Grundsätzlich müssen Sie eine fristlose Kündigung innerhalb von 2 Wochen aussprechen, nachdem Sie von den die Kündigung rechtfertigenden Tatsachen erfahren haben; § 626 Abs. 2 BGB. In diesem Fall war entscheidend, dass der Arbeitgeber zwar erst weit nach Ablauf dieser 2 Wochen-Frist die Kündigung ausgesprochen hat. Die Richter am LAG hielten dies jedoch für unproblematisch. Denn er habe auch erst während des laufenden Kündigungsschutzverfahrens von dem Vorfall erfahren. Dass die direkte Vorgesetzte der Mitarbeiterin bereits lange vorher von ihr informiert worden war, änderte nach Ansicht der Richter am LAG nichts an der Rechtmäßigkeit der Kündigung. Denn dem Arbeitgeber könne dieses Wissen der direkten Vorgesetzten nicht zugerechnet werden. Sie hatte schließlich nicht die Erlaubnis des Opfers, die Geschäftsleitung zu informieren.

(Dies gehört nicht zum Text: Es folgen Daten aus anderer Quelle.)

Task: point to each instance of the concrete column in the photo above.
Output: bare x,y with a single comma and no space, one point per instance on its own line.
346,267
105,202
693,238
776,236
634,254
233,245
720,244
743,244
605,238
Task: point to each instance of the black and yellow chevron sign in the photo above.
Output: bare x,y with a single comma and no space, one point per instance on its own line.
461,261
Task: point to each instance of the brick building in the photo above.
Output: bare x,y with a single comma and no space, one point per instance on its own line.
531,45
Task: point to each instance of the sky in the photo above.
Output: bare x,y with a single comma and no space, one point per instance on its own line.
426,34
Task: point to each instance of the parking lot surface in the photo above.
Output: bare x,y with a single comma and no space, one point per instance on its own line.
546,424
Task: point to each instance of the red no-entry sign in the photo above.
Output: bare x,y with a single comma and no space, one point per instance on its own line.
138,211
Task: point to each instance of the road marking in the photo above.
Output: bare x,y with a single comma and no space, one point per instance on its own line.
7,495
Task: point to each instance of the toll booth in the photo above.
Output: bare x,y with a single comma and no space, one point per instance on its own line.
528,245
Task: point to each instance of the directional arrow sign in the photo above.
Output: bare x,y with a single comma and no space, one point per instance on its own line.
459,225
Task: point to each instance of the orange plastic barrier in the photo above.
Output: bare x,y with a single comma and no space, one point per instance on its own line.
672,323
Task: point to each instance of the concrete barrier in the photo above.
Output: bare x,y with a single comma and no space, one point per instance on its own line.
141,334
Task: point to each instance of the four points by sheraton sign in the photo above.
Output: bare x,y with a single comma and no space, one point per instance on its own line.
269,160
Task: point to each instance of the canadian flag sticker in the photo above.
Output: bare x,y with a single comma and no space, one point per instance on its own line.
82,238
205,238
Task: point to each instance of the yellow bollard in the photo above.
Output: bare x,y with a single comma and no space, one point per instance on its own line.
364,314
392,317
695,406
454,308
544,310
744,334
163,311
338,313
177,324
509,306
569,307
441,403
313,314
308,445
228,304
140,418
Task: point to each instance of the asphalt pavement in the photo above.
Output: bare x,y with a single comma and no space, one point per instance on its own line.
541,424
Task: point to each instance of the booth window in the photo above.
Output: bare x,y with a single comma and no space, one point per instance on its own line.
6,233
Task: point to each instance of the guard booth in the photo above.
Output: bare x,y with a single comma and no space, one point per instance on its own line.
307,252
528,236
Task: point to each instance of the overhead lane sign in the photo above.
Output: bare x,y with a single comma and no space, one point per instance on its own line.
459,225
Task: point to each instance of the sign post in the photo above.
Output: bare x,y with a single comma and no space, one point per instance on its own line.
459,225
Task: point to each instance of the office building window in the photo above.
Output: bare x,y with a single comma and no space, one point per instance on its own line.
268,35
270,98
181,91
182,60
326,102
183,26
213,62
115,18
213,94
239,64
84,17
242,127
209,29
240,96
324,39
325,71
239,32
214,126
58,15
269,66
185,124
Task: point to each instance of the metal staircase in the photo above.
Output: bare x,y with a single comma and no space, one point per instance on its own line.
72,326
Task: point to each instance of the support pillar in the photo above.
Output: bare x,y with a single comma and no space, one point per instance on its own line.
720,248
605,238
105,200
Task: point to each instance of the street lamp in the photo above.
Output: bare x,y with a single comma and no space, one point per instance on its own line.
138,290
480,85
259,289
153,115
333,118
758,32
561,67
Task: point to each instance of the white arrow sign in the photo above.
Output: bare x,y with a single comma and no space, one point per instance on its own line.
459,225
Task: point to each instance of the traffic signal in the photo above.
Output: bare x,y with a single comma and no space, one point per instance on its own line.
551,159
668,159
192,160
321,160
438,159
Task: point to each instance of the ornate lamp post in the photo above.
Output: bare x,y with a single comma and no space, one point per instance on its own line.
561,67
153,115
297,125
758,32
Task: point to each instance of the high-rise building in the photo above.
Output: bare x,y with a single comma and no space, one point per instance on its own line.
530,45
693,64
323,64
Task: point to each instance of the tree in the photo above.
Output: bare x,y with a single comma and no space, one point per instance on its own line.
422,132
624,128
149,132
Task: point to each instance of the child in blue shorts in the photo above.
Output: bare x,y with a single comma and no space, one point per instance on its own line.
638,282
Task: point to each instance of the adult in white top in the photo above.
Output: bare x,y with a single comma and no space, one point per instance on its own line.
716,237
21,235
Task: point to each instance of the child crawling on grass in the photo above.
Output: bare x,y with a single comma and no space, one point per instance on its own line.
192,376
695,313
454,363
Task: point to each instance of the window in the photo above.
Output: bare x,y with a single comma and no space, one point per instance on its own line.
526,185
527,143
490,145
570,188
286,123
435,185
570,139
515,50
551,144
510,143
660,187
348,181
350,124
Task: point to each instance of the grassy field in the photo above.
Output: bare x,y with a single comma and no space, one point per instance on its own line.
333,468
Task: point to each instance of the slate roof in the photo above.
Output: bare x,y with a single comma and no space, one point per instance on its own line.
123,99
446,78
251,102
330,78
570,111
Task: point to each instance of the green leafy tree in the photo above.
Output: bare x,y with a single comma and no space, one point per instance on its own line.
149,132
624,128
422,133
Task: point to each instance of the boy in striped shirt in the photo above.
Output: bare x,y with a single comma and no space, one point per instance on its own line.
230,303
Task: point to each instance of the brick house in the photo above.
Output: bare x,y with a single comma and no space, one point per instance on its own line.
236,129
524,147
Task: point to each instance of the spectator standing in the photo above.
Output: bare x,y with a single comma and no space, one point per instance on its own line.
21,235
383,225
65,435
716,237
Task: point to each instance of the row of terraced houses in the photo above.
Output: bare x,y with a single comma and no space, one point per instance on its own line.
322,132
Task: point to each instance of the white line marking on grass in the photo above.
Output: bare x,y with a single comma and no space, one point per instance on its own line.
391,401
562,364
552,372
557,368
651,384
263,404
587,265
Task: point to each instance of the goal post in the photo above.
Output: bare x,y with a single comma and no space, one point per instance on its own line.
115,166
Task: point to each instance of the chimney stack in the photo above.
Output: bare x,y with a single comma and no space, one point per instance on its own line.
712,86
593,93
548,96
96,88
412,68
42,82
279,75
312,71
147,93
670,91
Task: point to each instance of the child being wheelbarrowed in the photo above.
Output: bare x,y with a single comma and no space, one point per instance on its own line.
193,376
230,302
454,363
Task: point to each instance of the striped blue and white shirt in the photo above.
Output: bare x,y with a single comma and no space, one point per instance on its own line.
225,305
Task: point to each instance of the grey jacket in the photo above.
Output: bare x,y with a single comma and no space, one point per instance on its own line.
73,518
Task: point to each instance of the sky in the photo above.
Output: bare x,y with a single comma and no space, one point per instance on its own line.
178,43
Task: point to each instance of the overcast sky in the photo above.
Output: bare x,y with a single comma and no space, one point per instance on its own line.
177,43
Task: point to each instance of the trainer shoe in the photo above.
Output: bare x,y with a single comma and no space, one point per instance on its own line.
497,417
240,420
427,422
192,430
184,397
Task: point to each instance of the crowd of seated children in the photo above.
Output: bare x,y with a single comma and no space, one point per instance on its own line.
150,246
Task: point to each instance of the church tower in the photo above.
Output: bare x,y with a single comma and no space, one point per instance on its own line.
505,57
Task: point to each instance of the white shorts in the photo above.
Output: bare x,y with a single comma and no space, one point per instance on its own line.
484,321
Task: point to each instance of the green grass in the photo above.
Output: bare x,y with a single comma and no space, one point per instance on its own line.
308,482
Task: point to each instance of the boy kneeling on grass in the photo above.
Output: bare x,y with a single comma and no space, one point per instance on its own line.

Das bedeutet für Sie: Mitarbeitern, die Kollegen sexuell belästigen, können Sie in Ihrem Unternehmen nicht gebrauchen. Erfreulich ist, dass das LAG hier kein Problem mit der Zweiwochenfrist des § 626 Abs. 2 BGB hatte und insbesondere das Wissen der zur Geheimhaltung verdonnerten Vorgesetzten nicht dem Arbeitgeber zugerechnet hat. Kündigen Sie in solchen Fällen konsequent und setzen Sie damit ein wichtiges Signal für alle Mitarbeiter. Von allen menschlichen und rechtlichen Aspekten einmal abgesehen, ist ein solches Verhalten auch gut für die Mitarbeiterbindung und daher im Interesse Ihres Unternehmens.